Захар пялил глаза в сплошную темень, он знал, что над ним потолок, ни дождь, ни снег на него не повалят, и все-таки у него все крепло и крепло чувство своей беззащитности и открытости; словно на какой-то беспардонной картине, уместившей в себе всю его жизнь, жизнь его родных и знакомых, он все видел перед собою одновременно, с начала и до конца, и опять не мог не удивиться. Как же, думал он, пойми тут, что к чему, если родная дочь Аленка стала женой его же бывшего дружка Брюханова, мужика моложе его лишь всего на один год, и вот тебе на, живут, девку родила, внучку то есть ему, а он ни разу родной дочке не написал, хотя от нее письма не раз получал, и все они лежат у Мани в коробке. В этом ему тоже, видать, не разобраться вовек; ему не понять ни дочки, ни Тихона, теперь зятя. Ха-ха, зятя! А с другого бока, так что ему за резон рвать да метать в злобе? Раз сошлись и живут, значит, им виднее, сам-то он не больно спрашивал… И зять-то каков – закачаешься, секретарь обкома, что хочешь думай себе, а Аленка, видать, девка не промах, пусть хоть она за всех Дерюгиных по-людски поживет. И младшего, Кольку, вот у себя держит, учит, парень, говорят, способный, башковитый, пишут, в год по два класса проходил, поди пойми, откуда он такой получился? Вот так она, жизнь, распорядилась, собственные дети растут, а ты словно и ни при чем, оттого и душная злоба иногда плеснет на того же Брюханова: не пахал, не сеял, а урожай весь у него, пользуется себе чужим и не оглядывается. Да на это и закона не придумано, в этом каждый по-своему живет.

Он не раз обрывал себя; в конце концов он по собственному опыту знал, что все меняется, и то, что сегодня казалось важным, необходимым, завтра может вызвать усмешку, и наоборот. Или ты в самом деле, по словам Макашина, не добрал своего? – спрашивал он. Так если чего и не досталось, так не пропал же. Придет время, и с Маней наладится, и в Густищи в свой срок явишься погостить. А там и Холмск недалеко; ну, скажешь, давай, зятек Тиша, посидим!
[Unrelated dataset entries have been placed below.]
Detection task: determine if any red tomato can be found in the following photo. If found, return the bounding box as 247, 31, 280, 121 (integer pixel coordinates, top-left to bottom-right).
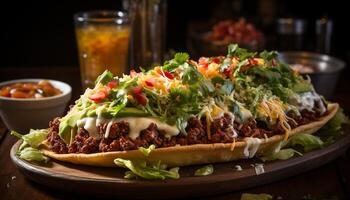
198, 57, 209, 68
134, 94, 147, 106
223, 66, 233, 76
131, 86, 143, 94
211, 58, 221, 64
89, 88, 108, 102
0, 87, 11, 97
145, 78, 156, 87
130, 69, 137, 78
107, 80, 118, 89
157, 69, 174, 79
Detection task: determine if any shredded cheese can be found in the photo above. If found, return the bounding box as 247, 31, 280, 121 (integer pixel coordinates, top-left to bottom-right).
205, 111, 211, 140
257, 99, 295, 140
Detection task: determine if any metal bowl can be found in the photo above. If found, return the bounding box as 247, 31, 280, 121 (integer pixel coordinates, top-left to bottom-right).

Поговорим! Да ты не суетись, не бойся, я тебе не помешаю, не запачкаю, я так к тебе, без всякой жалобы, я к тебе полюбопытствовать. Вот у тебя дети мои, скажу, одна в женах, другой в примаках, вот видишь, я для них ничего не сумел, а ты – все, вон какой ты важный, ну, так вот, я и зашел глянуть. Я так, без злого умысла, взглянул себе и пойду, так оно с самого начала определилось, тебе свой широкий большак, а меня вкривь повело, по болотам и рытвинам. Непростое оно дело – судьба, ты ее на козе не объедешь. Не хватило у меня какой-то малости, вот и все. Ну, да и мне обижаться нечего, по жизни не согнувшись, прямо прошагал…

И как-то в одну из таких ночей Захару, почти непрерывно жегшему крепчайший самосад, стало не по себе, затошнило, закружилась голова; он хотел встать и напиться, но, едва приподнялся, что-то словно отбросило его назад; он почувствовал медленную боль в правом подреберье и следом вкрадчивый удар вверх, к предплечью. Словно потянулись из его тела какие-то большие тугие нити, привязывающие его к чему-то извне, они словно выкручивали из него острую боль и рвались одна за другой и все-таки никак не могли прорваться полностью.

Он лежал, боясь пошевелиться, стараясь припомнить, когда и где с ним уже было нечто подобное; из полумрака выступал кусок бревенчатой стены, а напротив бесформенно расплывалось затянутое толстым морозным кружевом окно.